Human Health Criteria are health-based water quality standards that EPA and DEP set to ensure Floridians can continue to safely eat Florida’s seafood, and swim and drink potable water from state surface waters.
The Florida Department of Environmental Protection (DEP) and the U.S. Environmental Protection Agency (EPA) are strengthening Florida’s water quality standards to better protect public health and meet requirements of the federal Clean Water Act.
Meeting Federal Clean Water Act Requirements
Florida’s current standards were last updated in 1992. Under the federal Clean Water Act, states are required to periodically review standards publically and modify and adopt changes as appropriate. To meet this requirement and to incorporate new data released by EPA last summer, DEP is working to update these criteria to incorporate new scientific information.
Using New Science and Florida-Specific Data
Both DEP’s and EPA’s nationally-recognized scientists have worked diligently to develop the proposed Florida-specific criteria, which incorporate both the EPA guidance and data specific to Florida. These proposed standards set stringent and protective criteria for 39 chemicals that currently have no limits, and also updates 43 chemicals whose criteria are more than 20 years old. Moving forward with the proposed criteria is critical to better protect Floridians’ health because the criteria nearly doubles the number of chemicals that the department will be able to regulate.
EPA issued new scientific recommendations in 2015, based on national water quality trends as well as averages for factors such as human weight and water use. Just like the proposed Florida standards, EPA adjusted their criteria both upwards and downwards based on this new data. The department is required to follow EPA’s science while also accounting for Florida’s specific water chemistry and population.
Florida’s proposed criteria take into account how, and how much, Floridians eat seafood, drink, shower and swim, and set the limits necessary to protect Floridians from adverse health effects.
Peer Review and Public Input
DEP received direct input from a seven-member scientific review panel, that provided comments and recommendations on our technical and scientific approach.
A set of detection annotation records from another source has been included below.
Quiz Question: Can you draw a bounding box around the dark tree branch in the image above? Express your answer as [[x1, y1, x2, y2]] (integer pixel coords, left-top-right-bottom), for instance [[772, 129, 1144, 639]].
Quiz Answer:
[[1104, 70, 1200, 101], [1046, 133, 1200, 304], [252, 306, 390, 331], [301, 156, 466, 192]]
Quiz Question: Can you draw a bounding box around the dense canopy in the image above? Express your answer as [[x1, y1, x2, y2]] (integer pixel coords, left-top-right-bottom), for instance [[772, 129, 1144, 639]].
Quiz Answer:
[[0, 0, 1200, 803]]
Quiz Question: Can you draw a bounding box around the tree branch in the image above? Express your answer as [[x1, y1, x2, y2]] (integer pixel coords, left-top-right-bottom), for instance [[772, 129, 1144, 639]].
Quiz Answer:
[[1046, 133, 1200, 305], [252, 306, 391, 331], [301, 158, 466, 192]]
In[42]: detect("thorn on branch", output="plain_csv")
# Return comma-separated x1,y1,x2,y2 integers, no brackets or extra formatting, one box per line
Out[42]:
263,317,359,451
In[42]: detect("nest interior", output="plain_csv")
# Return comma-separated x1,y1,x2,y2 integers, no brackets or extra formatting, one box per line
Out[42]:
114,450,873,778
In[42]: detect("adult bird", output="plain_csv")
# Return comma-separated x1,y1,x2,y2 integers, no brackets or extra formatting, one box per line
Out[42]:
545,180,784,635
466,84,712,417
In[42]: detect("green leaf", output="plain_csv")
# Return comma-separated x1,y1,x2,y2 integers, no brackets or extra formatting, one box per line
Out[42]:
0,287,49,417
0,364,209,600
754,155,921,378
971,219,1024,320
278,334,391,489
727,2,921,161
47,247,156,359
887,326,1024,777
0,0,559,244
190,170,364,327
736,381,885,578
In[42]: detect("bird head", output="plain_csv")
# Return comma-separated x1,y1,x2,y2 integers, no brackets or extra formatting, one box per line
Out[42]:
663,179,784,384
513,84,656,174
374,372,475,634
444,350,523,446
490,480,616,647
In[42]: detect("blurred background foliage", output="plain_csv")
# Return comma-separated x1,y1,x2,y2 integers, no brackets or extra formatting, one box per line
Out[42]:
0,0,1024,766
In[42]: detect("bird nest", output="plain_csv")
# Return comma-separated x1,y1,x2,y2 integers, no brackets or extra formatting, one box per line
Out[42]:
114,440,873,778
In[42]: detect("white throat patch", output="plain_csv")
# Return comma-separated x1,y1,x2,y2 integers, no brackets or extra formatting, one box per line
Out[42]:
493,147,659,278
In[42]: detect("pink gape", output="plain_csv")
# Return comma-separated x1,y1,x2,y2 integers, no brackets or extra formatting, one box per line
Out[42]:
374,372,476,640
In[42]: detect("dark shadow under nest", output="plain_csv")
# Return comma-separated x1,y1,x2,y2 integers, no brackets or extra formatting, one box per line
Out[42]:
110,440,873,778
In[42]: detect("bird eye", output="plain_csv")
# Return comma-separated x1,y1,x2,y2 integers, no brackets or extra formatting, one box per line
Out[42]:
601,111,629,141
This panel included representatives from the EPA, the Florida Department of Health, four different Florida universities and the California Environmental Protection Agency. DEP is following the panel’s recommendations.
After working since 2012 to develop Florida-specific human health criteria that use the best science available, and taking into account guidance from EPA, support of a scientific peer review panel, and input from the public, DEP presented the criteria to the Florida Environmental Regulation Commission (ERC) for approval on July 26, 2016.
The criteria will now go to EPA for final review and approval.
State and federal laws require all water quality standards to be based on science, logic and facts. The department and EPA will ensure that the levels adopted in Florida rules implement the law, and most importantly, continue to protect public health.